С его смертью Хандредс-Холл еще больше замкнулся от мира. Парковые ворота почти всегда были закрыты. Крепкий каменный забор был достаточно высок, чтобы служить преградой. Любопытно, что ни с одной точки в округе громадный особняк не просматривался. Отправляясь по вызову, иногда я проходил мимо ограды и думал о затаившемся за ней доме, вспоминая, каким он предстал передо мной в тот день 1919 года: великолепный кирпичный фасад, прохладные мраморные коридоры, полные удивительных вещей.


Когда я вновь посетил этот дом — почти через тридцать лет после первого визита и вскоре после окончания другой войны, — перемены с ним меня ошеломили. Оказался я там по чистой случайности, ибо Айресы числились за моим напарником Дэвидом Грэмом, но тот был на срочном вызове, и заявка семейства перешла ко мне. Сердце мое захолонуло, едва я въехал в парк. Прежде к дому вела длинная аккуратная аллея из рододендрона и лавра, но теперь неухоженный парк зарос, и моей маленькой машине пришлось продираться сквозь кусты. Одолев заросли, я выехал на полоску грубого гравия прямо перед домом и, ударив по тормозам, изумленно застыл. Конечно, дом был меньше того роскошного особняка, что сохранила память, но к этому я был готов. Меня ужаснули следы распада. Мило обветшалые угловые наличники местами напрочь отвалились, и нечеткий георгианский абрис дома стал еще сомнительнее. Разросшийся плющ изгваздал фасад и увял, повиснув спутанными крысиными хвостами. Сквозь щели в потрескавшихся ступенях широкого парадного крыльца буйно лезли сорняки.

Я выбрался из машины, но медлил захлопнуть дверцу. Хоть большой и вроде крепкий, дом выглядел ненадежно. Встретить меня никто не вышел; чуть помешкав, по хрусткому гравию я прошел к крыльцу и опасливо поднялся по растрескавшимся каменным ступеням.
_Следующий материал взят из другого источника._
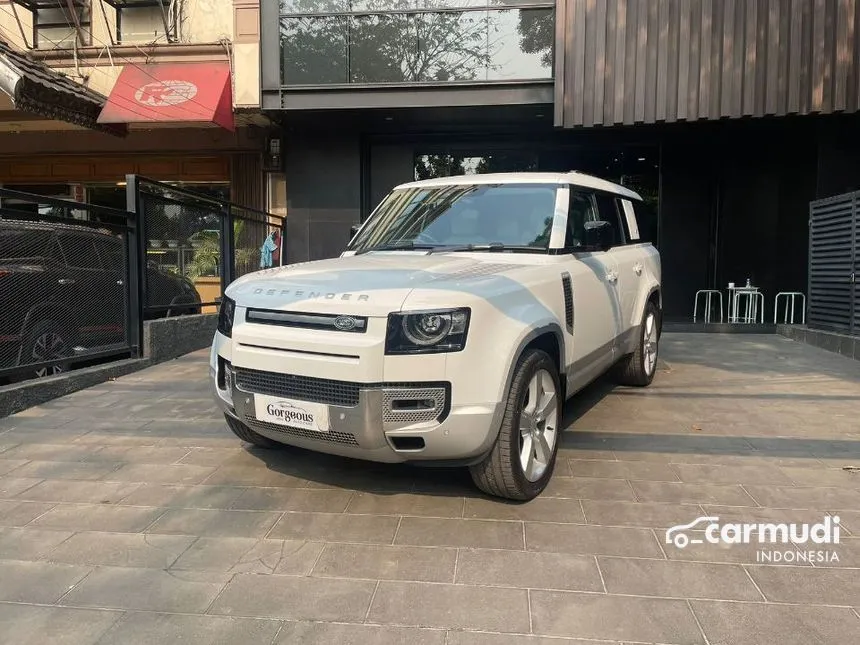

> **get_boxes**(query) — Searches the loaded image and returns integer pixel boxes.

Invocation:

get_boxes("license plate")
[254,394,329,432]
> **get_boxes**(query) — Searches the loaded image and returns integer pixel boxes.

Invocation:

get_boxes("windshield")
[350,184,559,252]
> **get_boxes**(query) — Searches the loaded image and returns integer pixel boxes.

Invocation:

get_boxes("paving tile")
[570,460,678,482]
[598,556,763,601]
[692,600,860,645]
[526,522,663,558]
[0,528,72,560]
[463,497,585,524]
[59,565,228,613]
[631,481,756,506]
[313,544,457,582]
[7,461,120,481]
[541,477,636,502]
[173,538,323,576]
[456,549,604,591]
[784,468,860,488]
[395,517,523,550]
[0,560,91,605]
[0,500,54,526]
[45,531,194,569]
[268,513,400,544]
[346,492,463,518]
[368,582,529,633]
[104,464,215,485]
[0,603,122,645]
[531,591,714,645]
[672,464,791,485]
[273,621,446,645]
[148,509,280,537]
[747,564,860,607]
[16,480,140,504]
[116,484,246,510]
[84,446,191,466]
[0,459,31,477]
[744,486,860,510]
[100,612,280,645]
[209,574,376,622]
[30,504,164,533]
[206,464,307,488]
[232,488,353,513]
[0,477,42,499]
[582,499,702,529]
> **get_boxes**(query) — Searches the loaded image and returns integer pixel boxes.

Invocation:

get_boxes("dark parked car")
[0,219,200,376]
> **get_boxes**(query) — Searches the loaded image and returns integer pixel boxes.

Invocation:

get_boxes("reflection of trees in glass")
[517,9,555,68]
[280,0,553,84]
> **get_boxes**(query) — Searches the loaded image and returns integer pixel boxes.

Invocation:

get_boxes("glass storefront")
[280,0,555,86]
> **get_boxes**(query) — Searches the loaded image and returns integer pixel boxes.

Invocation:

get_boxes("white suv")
[210,172,661,500]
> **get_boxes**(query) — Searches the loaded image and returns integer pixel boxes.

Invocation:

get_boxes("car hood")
[226,251,541,316]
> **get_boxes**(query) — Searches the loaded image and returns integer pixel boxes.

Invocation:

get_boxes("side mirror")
[585,221,615,251]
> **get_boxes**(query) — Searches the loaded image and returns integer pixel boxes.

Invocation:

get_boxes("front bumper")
[210,352,504,463]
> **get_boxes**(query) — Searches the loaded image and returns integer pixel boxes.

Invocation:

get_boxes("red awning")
[98,63,235,131]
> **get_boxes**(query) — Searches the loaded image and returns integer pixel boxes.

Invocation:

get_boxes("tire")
[224,414,280,448]
[18,320,73,378]
[615,301,660,387]
[469,349,563,501]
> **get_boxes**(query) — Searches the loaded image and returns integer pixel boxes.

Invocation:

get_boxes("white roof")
[395,170,642,201]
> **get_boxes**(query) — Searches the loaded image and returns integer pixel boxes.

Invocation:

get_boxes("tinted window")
[0,227,51,260]
[564,188,597,249]
[60,233,102,269]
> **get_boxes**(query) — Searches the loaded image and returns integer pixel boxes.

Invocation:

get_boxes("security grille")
[807,192,860,333]
[0,189,138,384]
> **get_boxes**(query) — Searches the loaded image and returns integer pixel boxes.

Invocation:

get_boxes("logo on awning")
[134,81,197,107]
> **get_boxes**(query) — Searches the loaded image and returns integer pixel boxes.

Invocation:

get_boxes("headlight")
[385,308,470,354]
[218,296,236,338]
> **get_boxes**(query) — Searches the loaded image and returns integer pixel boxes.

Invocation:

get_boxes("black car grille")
[236,367,359,408]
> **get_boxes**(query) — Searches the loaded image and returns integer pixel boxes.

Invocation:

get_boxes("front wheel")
[470,350,562,501]
[615,301,660,387]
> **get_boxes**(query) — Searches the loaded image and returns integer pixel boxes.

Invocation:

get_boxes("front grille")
[236,367,359,408]
[382,387,446,424]
[245,416,358,446]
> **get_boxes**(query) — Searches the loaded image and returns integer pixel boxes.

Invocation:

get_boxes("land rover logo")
[334,316,356,331]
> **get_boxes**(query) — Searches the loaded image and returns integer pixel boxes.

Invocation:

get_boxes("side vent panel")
[561,272,573,334]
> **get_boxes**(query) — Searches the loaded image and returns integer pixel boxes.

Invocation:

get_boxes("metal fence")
[0,189,139,384]
[807,192,860,334]
[126,175,284,318]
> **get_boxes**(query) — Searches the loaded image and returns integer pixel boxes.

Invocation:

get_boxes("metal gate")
[0,189,140,384]
[807,191,860,334]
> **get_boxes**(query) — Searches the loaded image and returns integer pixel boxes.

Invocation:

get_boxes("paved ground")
[0,335,860,645]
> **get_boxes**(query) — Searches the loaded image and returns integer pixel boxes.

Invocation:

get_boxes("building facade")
[0,0,283,216]
[260,0,860,319]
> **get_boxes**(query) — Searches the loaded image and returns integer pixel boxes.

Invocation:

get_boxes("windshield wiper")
[355,241,436,255]
[430,242,546,253]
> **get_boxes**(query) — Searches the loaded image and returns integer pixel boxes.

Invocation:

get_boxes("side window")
[594,193,624,246]
[60,234,102,270]
[564,187,598,249]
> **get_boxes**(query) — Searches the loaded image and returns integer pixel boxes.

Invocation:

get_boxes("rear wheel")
[615,301,660,387]
[224,414,280,448]
[470,350,562,501]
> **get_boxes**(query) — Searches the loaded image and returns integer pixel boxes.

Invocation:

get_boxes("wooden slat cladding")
[555,0,860,128]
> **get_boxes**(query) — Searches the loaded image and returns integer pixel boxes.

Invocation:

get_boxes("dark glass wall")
[279,0,555,86]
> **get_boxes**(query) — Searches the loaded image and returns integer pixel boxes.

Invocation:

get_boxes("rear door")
[565,186,622,389]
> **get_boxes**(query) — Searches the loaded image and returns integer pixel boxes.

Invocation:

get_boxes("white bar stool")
[693,289,723,323]
[773,291,806,325]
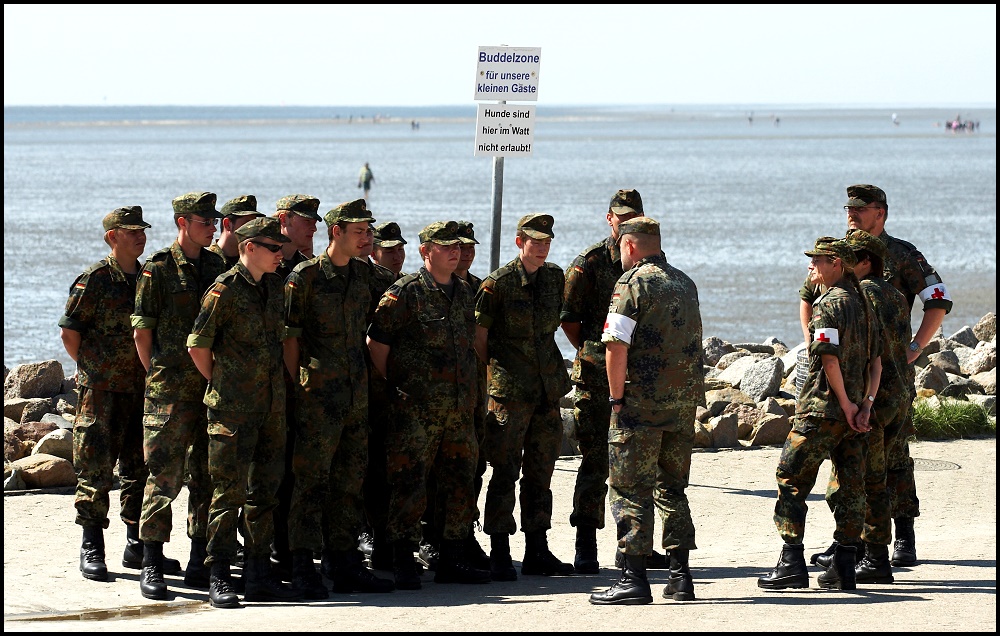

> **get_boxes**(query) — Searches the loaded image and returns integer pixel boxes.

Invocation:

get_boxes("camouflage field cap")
[375,221,406,247]
[323,199,375,225]
[804,237,858,269]
[277,194,321,221]
[420,221,462,245]
[611,190,642,215]
[219,194,264,216]
[844,183,886,208]
[844,230,886,261]
[457,221,479,245]
[104,205,153,232]
[236,216,292,243]
[173,192,222,219]
[517,213,555,239]
[618,216,660,236]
Стоял жаркий, совершенно безветренный летний день; я дернул костяную ручку звонка из потускневшей от старости меди и в нутре дома расслышал чистый, ясный перезвон. Следом раздался негромкий, но сердитый собачий лай.

Вскоре гавканье стихло, на долгую минуту наступила тишина. Потом справа послышалось неравномерное шарканье, и через мгновенье из-за угла дома появился Родерик, сын семейства Айрес. Он подозрительно на меня сощурился, но заметил мой саквояж. Вынув изо рта размякшую самокрутку, он спросил:

— Вы врач, да? Мы ждали доктора Грэма.

Сказано это было весьма приветливо, но чуть вяло, словно мой вид его уже утомил. Я спустился с крыльца и, представившись партнером Грэма, объяснил, что коллега на срочном вызове.

— Спасибо, что выбрались в воскресенье да еще в такую жуткую жару, — учтиво ответил хозяин. — Прошу сюда, так быстрее, чем через дом. Кстати, я Родерик Айрес.

Вообще-то мы уже не раз встречались. Но он этого явно не помнил и на ходу небрежно сунул мне руку. Ощущение было странным: местами она казалась по-крокодильи шершавой, местами — необычно гладкой; я знал, что на фронте он получил ожоги рук и доброй части лица. Если б не рубцы, он был бы хорош собой: ростом выше меня и в свои двадцать четыре все еще по-мальчишески строен. Наряд его тоже был мальчишеский: рубашка-апаш, полотняные брюки, замызганные парусиновые туфли. Шел он неспешно и заметно хромал.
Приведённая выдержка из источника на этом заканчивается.